Les mesures concernant la réquisition sont parmi celles qui ont été les plus lourdement ressenties par la population de Lille, pendant les quatre années d’occupation. Le conflit n’est plus seulement entre les chefs de l’armée allemande et les représentants du Gouvernement français ou de la Municipalité, mais entre les agents de la police et les particuliers sans défense, ce qui laisse à penser le rôle que pouvait jouer l’arbitraire dans l’exercice du droit de réquisition.

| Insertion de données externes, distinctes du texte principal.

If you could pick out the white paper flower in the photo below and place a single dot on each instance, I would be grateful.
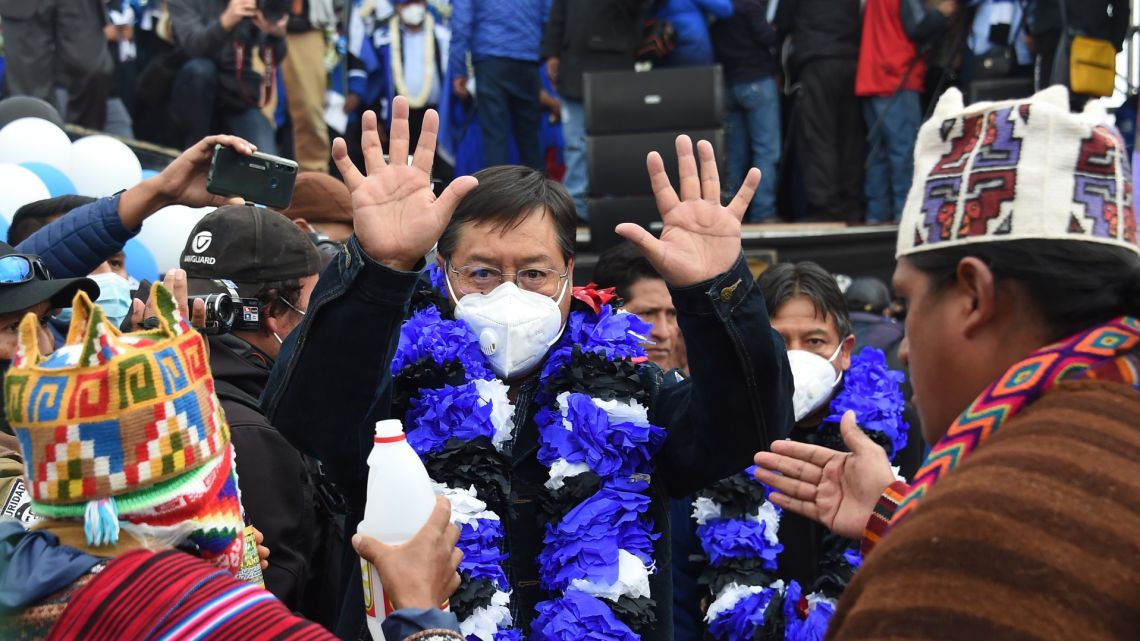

Tout d’abord, rappelons en quoi consiste ce droit et quelles sont les règles internationales qui en ont fixé l’application. La réquisition, envisagée dans son sens le plus large, comprend non seulement la fourniture des objets, mais encore l’exécution de travaux ou de services, suivant les exigences militaires. C’est ce que l’on appelle prestations en nature, lorsqu’on se place au point de vue de ceux qui subissent la loi de l’occupant. Ce droit, en temps de guerre, est régi par l’article 52 de la Convention de la Haye, qu’ont signé en 1907 les principales Puissances, y compris l’Allemagne, et dont nous reproduisons le texte :
« Nulle réquisition en nature ne sera imposée, sauf pour les besoins de l’armée, et à condition qu’elle soit en rapport avec les ressources du pays. Les prestations en nature devront, autant que possible, être payées au comptant, sinon constatées par des reçus. »
Pour la clarté des faits, disons tout de suite que la Convention de la Haye ne fut, pour les Allemands, qu’un autre chiffon de papier et que cet article 52, notamment, n’a jamais mis aucune limite au droit de réquisition, tel qu’entendait l’appliquer l’autorité militaire [1]. En effet, son exercice devait être strictement soumis aux trois conditions suivantes. La première exige que le service réclamé soit rendu à l’armée d’occupation, c’est-à-dire à l’armée qui, en fait, occupe
- ↑ Quand le Maire de Lille invoque les lois internationales pour résister à l’arbitraire, il lui est répondu ce qui suit : « M. le Maire parle de la Convention de la Haye qui n’a pas à intervenir. Toute critique des décisions de la haute autorité militaire pourra, dans l’avenir, être prise pour une provocation et donner lieu à des sanctions.» (Bulletin de Lille du 24 décembre 1914.) Telle est la nouvelle doctrine de l’État-major allemand en matière de contributions ou de réquisitions.